= Bird's Point, Missouri =

Unincorporated community in Missouri, United States

Bird's Point (or Birds Point) is an unincorporated community in Mississippi County, Missouri, United States. It lies on an island or former island in the Mississippi River, near the confluence of the Ohio and Mississippi Rivers and is situated directly across from Cairo, Illinois. This is the point where the U.S. Route 60 bridge connects with Cairo.

==History==
Bird's Point was named for Abraham Bird Sr, who was a prominent planter and businessman in Shenandoah County, Virginia. He brought his family briefly to Bourbon, Kentucky and then, in 1796, to what later became Cairo, Illinois, and later, to this location (Bird's Point). It is said that they were the first white people to live in this area. Lewis and Clark encountered the Bird's Point settlement, during their famed expedition, in 1803.

Bird's Point was a strategic site during the Civil War. The Battle of Charleston was fought in the vicinity on August 19, 1861. Union cavalry under David P. Jenkins guarded the region for the early part of the war, deterring Confederate attempts to regain control of the supply routes. Once secured, Bird's Point was transformed into an important supply and repair site, as well as a training camp and military post, for the Union army and navy. Following the war, many of the military buildings were converted to civilian usage, including the boat yard.

In the 1880s, the area was an important railroad and river terminus for cotton distribution, and a series of ferries facilitated movement of cargo and passengers from the island to the Illinois riverbank. The narrow-gauge Texas and St. Louis Railway built into Bird's Point in 1882. When the remainder of the railroad was completed, it stretched from Bird's Point to Gatesville, Texas. An incline was used to transfer railcars onto car floats for the cross-Mississippi trip from Bird's Point to Cairo, Illinois. The Texas and St. Louis went bankrupt and the new company was the St. Louis, Arkansas and Texas Railway. That railroad rebuilt the line to standard gauge so the railroads shippers would not have to break bulk by transferring to a different gauge railroad. When the St. Louis, Arkansas and Texas Railway went bankrupt it was taken over by the St. Louis Southwestern Railway, nicknamed the Cotton Belt. The railroad ran from Bird's Point through Pine Bluff, Arkansas, Texarkana, Texas and to Gatesville, Texas, offering planters a convenient route to transfer their cotton bales to the Mississippi for water transport to markets in the Midwest. The Cotton Belt moved most of its car ferry operations to a new incline and car float at Gray's Point, Missouri in 1898. In September 1908, the river bank caved in and essentially destroyed the boat yard and surrounding facilities. The railroad incline was destroyed in a flood in April 1909. The Cotton Belt continued to serve Birds Point with rail service for a number of years. The Cotton Belt 5.3 mile rail line between Birds Point and Wyatt was abandoned by ICC order on October 9, 1938. In late 1941, an oil pipeline was laid on the old Cotton Belt right of way between Wyatt and Birds Point to facilitate the transportation of crude oil by barge. A small tank farm was built just south of Birds Point for oil storage. Cotton Belt handled railroad tank cars from Texas and Louisiana to Wyatt for shipment of the oil to Birds Point and trans loading onto barges.

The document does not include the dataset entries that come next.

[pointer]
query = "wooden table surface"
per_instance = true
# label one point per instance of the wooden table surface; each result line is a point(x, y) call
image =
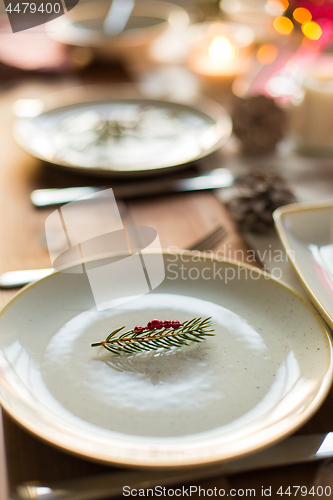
point(179, 219)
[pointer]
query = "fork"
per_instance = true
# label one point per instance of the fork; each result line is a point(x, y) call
point(211, 240)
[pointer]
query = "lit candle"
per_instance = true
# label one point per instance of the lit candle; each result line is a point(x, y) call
point(218, 51)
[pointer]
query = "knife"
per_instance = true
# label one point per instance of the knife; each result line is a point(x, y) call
point(218, 178)
point(294, 450)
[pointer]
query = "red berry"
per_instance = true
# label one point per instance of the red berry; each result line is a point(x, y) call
point(156, 323)
point(176, 324)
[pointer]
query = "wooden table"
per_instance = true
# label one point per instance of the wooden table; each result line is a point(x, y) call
point(180, 220)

The Cairo Mississippi River Bridge carrying U.S. Routes 60 and 62 over the river between Bird's Point and Cairo was completed in 1929.

The Missouri Pacific Railroad had a rail line into Birds Point from Charleston, Missouri. A rail car ferry to Cairo, Illinois was operated by the Missouri Pacific. The Missouri Pacific rail line to Birds Point was abandoned on March 31, 1942, and the rail line cut back to Alfalfa Center, Missouri.

Bird's Point today is marked by several large grain elevators and storage facilities.

==The Birds Point-New Madrid Floodway==

The area is part of the New Madrid Floodway Project. Prompted by the Great Flood of 1927 the US Army Corps of Engineers installed an earthen levee to protect the rich farmland of Mississippi County. The section of the Levee at Birds Point was engineered so that when the water reached 61 ft on the nearby Cairo flood gauge, the river would over-top the levee and erode it away. This would allow the river to fill the 133000 acre floodway and relieve pressure on the flood control systems in place at nearby Cairo, Illinois and Hickman, Kentucky. This whole area has been engineered to allow for intentional flooding but has only been used twice: in 1937 and 2011.

Two other floodways were built on the Mississippi River downstream: the Bonnet Carré Spillway and the Morganza Spillway, both of which have gates that can be opened for flood control.

==Notable person==
Jazz pianist Jess Stacy was born in Bird's Point in 1904.